Hands-On Session Messaging Fundamentals #4:
Simulating Routing Protocols

Objective: To better understand SF routing algorithms and the SF vs CT routing protocols.
The code for this exercise can be found here. Instructions on how to log into the remote machine and how to download the source code to your working directory (using wget) can be found here.

The one-to-all operation on a hypercube of dimension d can be specified as:
for each i = d-1,...,0, each process whose rank r satisfies r % (2w) = 0 sends the data to process r+w (and correspondingly the processes whose rank r satisfies r % (2w) = w receive the data from process r-w), where w = 2i.

oneAllSFhypercube.c is a program which simulates a one-to-all broadcast communication on a hypercube (with root process 0). It can be invoked by mpirun -np p ./oneAllSFhypercube n, where the number of processes p must be a power of 2, i.e. p=2d, and the message size is specified by n.

  1. Type the command make (to make both executables). Run the program with p=2 (d=1) and various n; you should see that it works. However, it currently only works for d=1: extend it so that it works for arbitrary d and test your code (errors will be reported if the final values in the messsage buffer are incorrect).

  2. Once working, submit the batch file batch_oneAllhyper. It compares the hypercube algorithm with a baseline (a synchronized pipelined broadcast, from the program oneAllFlits.c). The theory predicts the latter should be about p/d times slower (about 4 times for p=16 and 10 times for p=64). What do you observe?

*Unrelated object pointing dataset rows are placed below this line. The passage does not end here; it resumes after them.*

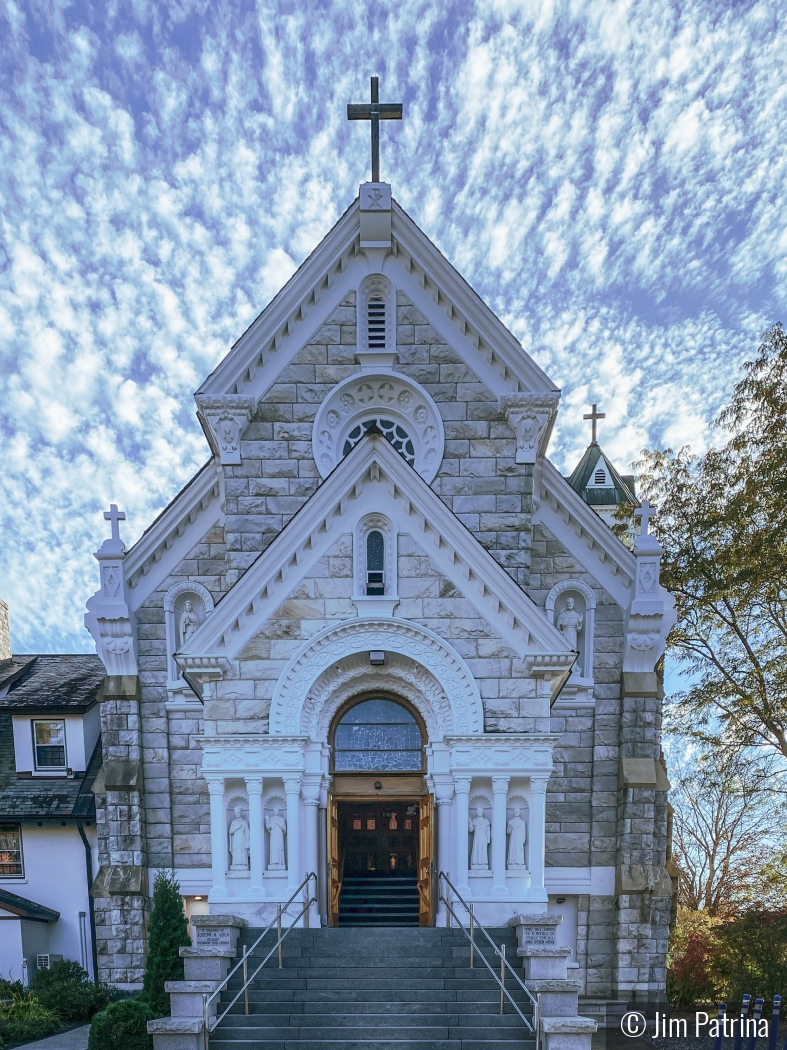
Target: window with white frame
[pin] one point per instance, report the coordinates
(48, 743)
(11, 852)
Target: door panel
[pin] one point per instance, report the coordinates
(426, 836)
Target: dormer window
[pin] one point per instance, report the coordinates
(375, 563)
(376, 323)
(48, 743)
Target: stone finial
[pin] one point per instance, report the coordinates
(531, 416)
(109, 617)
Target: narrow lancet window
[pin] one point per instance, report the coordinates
(376, 324)
(375, 563)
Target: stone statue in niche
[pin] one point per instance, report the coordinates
(517, 836)
(570, 622)
(276, 825)
(482, 833)
(239, 840)
(189, 622)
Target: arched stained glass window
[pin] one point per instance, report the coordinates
(378, 736)
(375, 563)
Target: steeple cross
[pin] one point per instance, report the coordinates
(594, 417)
(645, 512)
(115, 517)
(376, 111)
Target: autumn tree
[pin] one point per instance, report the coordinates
(723, 524)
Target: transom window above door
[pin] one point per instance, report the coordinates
(378, 735)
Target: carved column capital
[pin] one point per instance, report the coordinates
(531, 417)
(226, 418)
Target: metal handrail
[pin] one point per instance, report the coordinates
(243, 961)
(505, 965)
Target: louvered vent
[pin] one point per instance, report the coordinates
(376, 324)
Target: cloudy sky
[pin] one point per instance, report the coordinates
(610, 177)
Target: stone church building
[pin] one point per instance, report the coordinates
(379, 636)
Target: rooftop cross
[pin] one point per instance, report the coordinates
(646, 511)
(376, 111)
(595, 416)
(115, 517)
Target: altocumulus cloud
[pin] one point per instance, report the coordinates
(607, 175)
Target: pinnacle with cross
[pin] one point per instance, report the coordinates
(375, 112)
(115, 517)
(594, 416)
(645, 512)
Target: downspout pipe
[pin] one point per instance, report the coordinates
(90, 902)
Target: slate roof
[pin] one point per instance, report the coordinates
(54, 684)
(622, 489)
(43, 798)
(26, 909)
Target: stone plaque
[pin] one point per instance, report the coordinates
(213, 937)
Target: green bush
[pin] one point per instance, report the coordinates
(24, 1020)
(167, 932)
(122, 1026)
(68, 990)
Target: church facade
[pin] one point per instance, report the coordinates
(379, 637)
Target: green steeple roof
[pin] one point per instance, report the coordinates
(595, 467)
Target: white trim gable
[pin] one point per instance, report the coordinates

oneAllFlits.c is a program which performs a (series of) pipelined broadcast(s) with root process 0. By default, it is synchronized in the sense that, when the message reaches the final process p-1, process p-1 sends process 0 an empty message so that the next broadcast cannot start before this (this enforces the measurement of end-to-end time for the whole operation). The program can be invoked by mpirun -np p ./oneAllFlits n nf, where nf is the number of flits the message is broken down into (default value 1).

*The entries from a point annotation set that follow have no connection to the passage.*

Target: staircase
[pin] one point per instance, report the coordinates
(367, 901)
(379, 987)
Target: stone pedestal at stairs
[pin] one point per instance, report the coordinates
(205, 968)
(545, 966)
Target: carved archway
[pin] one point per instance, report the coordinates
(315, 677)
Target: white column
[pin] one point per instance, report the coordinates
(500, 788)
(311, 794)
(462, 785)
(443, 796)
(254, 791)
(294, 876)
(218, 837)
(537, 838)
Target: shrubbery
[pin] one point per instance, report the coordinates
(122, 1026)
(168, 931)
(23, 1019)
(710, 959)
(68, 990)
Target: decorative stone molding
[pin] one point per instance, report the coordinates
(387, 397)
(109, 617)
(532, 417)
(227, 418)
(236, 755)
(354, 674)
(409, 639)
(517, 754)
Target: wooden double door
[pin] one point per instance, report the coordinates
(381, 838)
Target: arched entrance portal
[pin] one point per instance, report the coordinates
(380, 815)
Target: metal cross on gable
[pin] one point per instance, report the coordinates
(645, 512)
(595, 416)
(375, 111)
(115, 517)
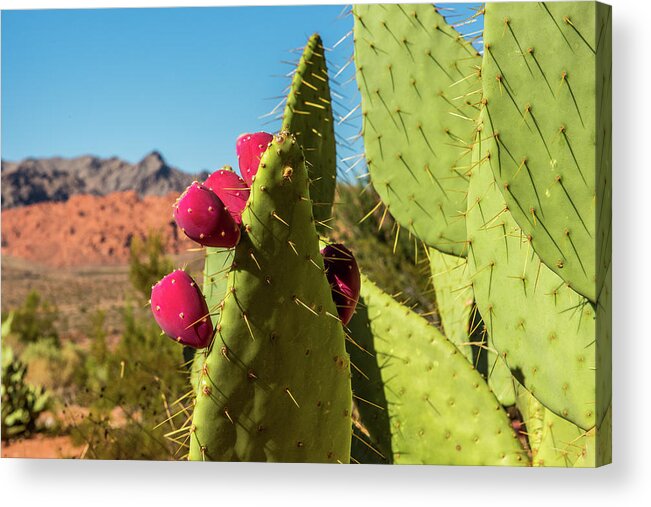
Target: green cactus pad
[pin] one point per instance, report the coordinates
(276, 382)
(543, 330)
(308, 114)
(539, 75)
(419, 84)
(419, 400)
(454, 298)
(462, 323)
(554, 441)
(500, 379)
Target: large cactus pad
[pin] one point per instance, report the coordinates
(275, 385)
(419, 400)
(539, 79)
(419, 84)
(544, 330)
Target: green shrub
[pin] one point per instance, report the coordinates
(35, 320)
(21, 402)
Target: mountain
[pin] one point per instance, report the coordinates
(36, 180)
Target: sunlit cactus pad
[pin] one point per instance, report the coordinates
(545, 99)
(275, 385)
(420, 88)
(418, 398)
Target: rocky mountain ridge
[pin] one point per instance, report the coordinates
(35, 180)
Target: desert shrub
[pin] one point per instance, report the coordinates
(148, 262)
(128, 411)
(22, 402)
(57, 368)
(35, 319)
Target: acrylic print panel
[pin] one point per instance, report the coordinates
(403, 257)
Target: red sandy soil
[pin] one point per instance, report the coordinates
(40, 446)
(89, 230)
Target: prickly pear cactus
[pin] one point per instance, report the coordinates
(539, 73)
(418, 399)
(554, 441)
(419, 81)
(544, 331)
(308, 114)
(275, 385)
(454, 298)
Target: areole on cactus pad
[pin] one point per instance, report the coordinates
(181, 311)
(231, 189)
(250, 148)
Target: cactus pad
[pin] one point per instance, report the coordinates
(419, 84)
(543, 330)
(308, 114)
(275, 385)
(539, 75)
(554, 441)
(419, 400)
(454, 298)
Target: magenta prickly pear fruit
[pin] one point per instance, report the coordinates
(203, 217)
(249, 148)
(343, 274)
(181, 310)
(231, 189)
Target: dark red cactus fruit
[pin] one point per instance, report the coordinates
(249, 148)
(203, 218)
(181, 310)
(343, 274)
(231, 189)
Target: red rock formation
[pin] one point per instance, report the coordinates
(89, 230)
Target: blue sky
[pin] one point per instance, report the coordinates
(185, 82)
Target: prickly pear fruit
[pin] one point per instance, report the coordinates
(203, 218)
(181, 310)
(249, 148)
(343, 274)
(231, 189)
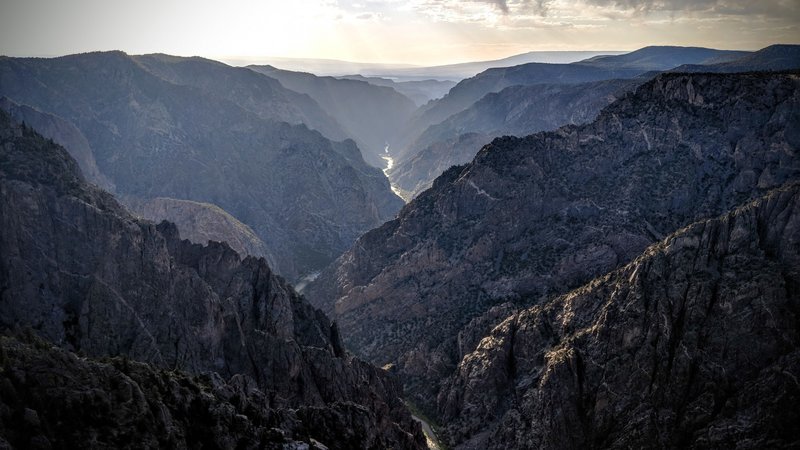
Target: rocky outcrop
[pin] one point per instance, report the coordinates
(694, 344)
(263, 96)
(200, 223)
(772, 58)
(306, 197)
(52, 398)
(79, 271)
(64, 134)
(531, 218)
(371, 115)
(515, 111)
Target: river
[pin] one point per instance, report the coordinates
(389, 164)
(430, 435)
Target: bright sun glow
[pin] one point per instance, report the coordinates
(416, 31)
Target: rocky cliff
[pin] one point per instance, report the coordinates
(200, 223)
(306, 197)
(371, 115)
(515, 111)
(82, 273)
(694, 344)
(63, 133)
(532, 217)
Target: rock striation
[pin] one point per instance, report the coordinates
(515, 111)
(82, 273)
(530, 218)
(694, 344)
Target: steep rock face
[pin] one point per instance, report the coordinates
(646, 61)
(694, 344)
(533, 217)
(663, 58)
(306, 197)
(774, 57)
(54, 399)
(63, 133)
(371, 115)
(81, 272)
(515, 111)
(200, 223)
(417, 173)
(261, 95)
(468, 91)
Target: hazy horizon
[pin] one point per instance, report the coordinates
(417, 32)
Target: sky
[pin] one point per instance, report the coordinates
(422, 32)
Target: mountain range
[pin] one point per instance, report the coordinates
(81, 273)
(530, 218)
(368, 113)
(193, 129)
(533, 106)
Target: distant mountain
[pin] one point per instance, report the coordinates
(774, 57)
(410, 72)
(416, 174)
(81, 273)
(62, 132)
(306, 197)
(688, 346)
(530, 218)
(371, 115)
(516, 110)
(420, 92)
(200, 223)
(468, 91)
(663, 58)
(519, 110)
(597, 68)
(321, 66)
(261, 95)
(460, 71)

  1. Run the program with various p and n. With nf=1 it should work correctly; with nf≥1 you should see errors reported. Fix the code so that it works for all valid nf≥1.

  2. Once working, submit the batch file batch_oneAllFlits. It compares the synchronized broadcasts of nf=1,8, and that of an unsynchronized broadcast (which could indicate an upper bound on the benefits from using flits). How does the benefit (if any) of breaking the message into flits vary with p and n? What is the reason that you can get a benefit in the first place?